Why does it return IDENTITY?

if (!cc_platform_has(CC_ATTR_MEM_ENCRYPT) && !amd_iommu_snp_en)
return IOMMU_DOMAIN_IDENTITY;

If the HW can't support IDENTITY then it needs to return
IOMMU_DOMAIN_DMA..

> > Since actual PASID AMD attach isn't implemented yet we could just
> > remove that check from def_domain_type as an RC fix. Vasant can sort
> > it out properly by disabling pasid support on untrusted devices until
> > the DTE logic is fully completed.
>
> Keeping PASID support aside, largely the question is who should handle/decide
> domain type for untrusted device? Is it core IOMMU layer -OR- HW
> driver?

def_domain_type() should return a HW limitation. It has got muddled up
with the default domain type stuff, but in essence it's usage right
now is to tell the core code that a specific device cannot support
IDENTITY or PAGING. It should be combined with a matching test in
attach_dev to block the unsupported domain combination.

The core code should use that information to decice on policy. If the
device reports it cannot support PAGING and the device is untrusted
then, IMHO the core code should leave the device blocked and
inoperable for security.

The key thing is this API should not be used for the driver to inject
some kind policy/optimization choice.

> - If its individual driver, then I can try to add fix in AMD driver. But then
> what is the expectation? Driver is expected to return IOMMU_DOMAIN_DMA -OR- core
> IOMMU layer is expected to adhere to whatever driver returned?

If driver and HW supports PAGING and IDENTITY attaches to the devices
RID then it should return 0.

If only PAGING is supported it should return
IOMMU_DOMAIN_DMA. alloc_domain_paging(dev) should select the correct
page table format - including a format to enable features like PASID.

If only IDENTITY is supported it should return IOMMU_DOMAIN_IDENTITY.

If AMD SW cannot support PASID & RID PAGING right now then it should
return 0 and fail that attachment combination during set_dev_pasid().

In the interm you should instruct users to use the command line option
to force IDENTITY until the driver work is completed.
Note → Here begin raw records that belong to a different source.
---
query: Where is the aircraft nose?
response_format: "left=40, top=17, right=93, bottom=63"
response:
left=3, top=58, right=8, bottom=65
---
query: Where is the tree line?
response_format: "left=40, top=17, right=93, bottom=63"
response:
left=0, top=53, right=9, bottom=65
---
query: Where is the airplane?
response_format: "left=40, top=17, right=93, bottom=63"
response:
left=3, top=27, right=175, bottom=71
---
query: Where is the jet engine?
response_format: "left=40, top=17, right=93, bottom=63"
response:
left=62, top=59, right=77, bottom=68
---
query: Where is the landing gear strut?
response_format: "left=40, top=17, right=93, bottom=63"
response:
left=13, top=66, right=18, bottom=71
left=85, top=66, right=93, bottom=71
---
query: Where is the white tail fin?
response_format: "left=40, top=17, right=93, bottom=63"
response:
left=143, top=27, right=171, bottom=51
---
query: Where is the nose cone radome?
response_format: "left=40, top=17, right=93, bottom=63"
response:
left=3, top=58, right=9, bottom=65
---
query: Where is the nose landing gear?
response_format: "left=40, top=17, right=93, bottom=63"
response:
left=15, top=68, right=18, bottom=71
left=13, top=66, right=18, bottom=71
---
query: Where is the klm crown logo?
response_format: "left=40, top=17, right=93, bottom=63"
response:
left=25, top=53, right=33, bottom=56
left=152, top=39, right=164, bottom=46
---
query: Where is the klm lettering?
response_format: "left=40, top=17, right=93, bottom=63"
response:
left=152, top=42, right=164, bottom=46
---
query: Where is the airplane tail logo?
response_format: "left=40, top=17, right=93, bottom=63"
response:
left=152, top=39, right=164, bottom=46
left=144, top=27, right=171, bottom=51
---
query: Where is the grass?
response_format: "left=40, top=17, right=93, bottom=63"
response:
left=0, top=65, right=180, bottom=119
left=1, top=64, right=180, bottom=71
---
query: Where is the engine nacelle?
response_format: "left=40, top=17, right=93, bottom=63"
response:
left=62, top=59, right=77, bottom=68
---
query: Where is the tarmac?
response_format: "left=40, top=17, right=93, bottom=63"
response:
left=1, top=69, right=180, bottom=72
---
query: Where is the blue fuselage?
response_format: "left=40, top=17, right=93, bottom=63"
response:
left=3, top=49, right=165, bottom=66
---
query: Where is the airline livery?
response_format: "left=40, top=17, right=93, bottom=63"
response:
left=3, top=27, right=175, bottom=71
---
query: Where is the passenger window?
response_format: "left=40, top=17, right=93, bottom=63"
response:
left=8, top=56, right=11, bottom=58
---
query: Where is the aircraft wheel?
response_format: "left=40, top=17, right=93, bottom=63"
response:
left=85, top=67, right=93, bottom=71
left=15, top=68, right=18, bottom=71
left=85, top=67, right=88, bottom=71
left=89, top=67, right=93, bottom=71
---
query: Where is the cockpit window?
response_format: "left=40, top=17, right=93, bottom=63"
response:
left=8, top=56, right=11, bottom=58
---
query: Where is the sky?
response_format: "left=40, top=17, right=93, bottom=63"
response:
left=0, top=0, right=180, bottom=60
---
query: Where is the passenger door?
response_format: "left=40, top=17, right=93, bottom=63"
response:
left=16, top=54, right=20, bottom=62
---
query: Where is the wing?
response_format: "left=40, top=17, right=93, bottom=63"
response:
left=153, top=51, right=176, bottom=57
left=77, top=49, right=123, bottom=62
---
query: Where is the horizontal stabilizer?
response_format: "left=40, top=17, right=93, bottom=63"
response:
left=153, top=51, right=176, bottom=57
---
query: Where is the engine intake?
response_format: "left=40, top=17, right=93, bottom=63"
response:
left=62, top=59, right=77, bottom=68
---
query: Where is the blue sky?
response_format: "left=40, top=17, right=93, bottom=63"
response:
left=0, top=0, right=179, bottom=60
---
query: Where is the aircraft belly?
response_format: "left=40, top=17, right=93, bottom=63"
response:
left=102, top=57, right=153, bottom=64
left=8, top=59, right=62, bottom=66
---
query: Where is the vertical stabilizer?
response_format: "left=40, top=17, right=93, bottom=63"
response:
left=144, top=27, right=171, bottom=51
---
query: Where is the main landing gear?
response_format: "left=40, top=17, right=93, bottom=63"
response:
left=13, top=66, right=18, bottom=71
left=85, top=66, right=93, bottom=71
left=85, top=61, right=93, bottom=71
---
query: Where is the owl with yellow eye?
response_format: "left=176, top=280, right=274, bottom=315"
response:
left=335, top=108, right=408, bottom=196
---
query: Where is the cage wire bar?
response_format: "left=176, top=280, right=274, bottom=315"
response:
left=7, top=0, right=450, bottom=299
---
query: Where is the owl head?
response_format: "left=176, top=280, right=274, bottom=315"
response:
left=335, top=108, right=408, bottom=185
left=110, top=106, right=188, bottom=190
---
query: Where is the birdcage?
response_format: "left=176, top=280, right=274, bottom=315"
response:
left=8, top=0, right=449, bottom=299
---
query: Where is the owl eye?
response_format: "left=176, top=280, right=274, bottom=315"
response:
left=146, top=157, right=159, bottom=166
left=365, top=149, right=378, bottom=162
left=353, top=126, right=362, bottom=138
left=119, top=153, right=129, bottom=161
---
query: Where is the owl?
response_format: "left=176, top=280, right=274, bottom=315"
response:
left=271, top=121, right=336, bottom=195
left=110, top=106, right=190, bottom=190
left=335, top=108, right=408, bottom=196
If there are embedded GPUs or something that have an implementation
that bypasses the IOMMU for DMA then you need an ID list to check
against like some of the ARM drivers do.

Jason

2024-04-18 11:45:22

by Vasant Hegde

[permalink] [raw]
Subject: Re: [PATCH] iommu: Fix def_domain_type interaction with untrusted devices

Jason,


On 4/17/2024 9:36 PM, Jason Gunthorpe wrote:
> On Wed, Apr 17, 2024 at 10:53:00AM +0530, Vasant Hegde wrote:
>>> - DART
>>> * system page size is too small, can't map IOPTEs, force identity
>>> * iommu does not support IDENTITY at all, force paging
>>> - tegra: Device quirks mean paging and DMA API doesn't work
>>> - amd: The driver can't support PAGING when in SNP mode
>>
>> Actually When SNP (Secure Nested Paging) is enabled in host, AMD driver forces
>> DMA translation mode with AMD V1 page table.
>
> Why does it return IDENTITY?

We return IDENTITY only if SNP and memory encryption is not enabled and device
is SVA capable. Upstream has below code (v6.9-rc4)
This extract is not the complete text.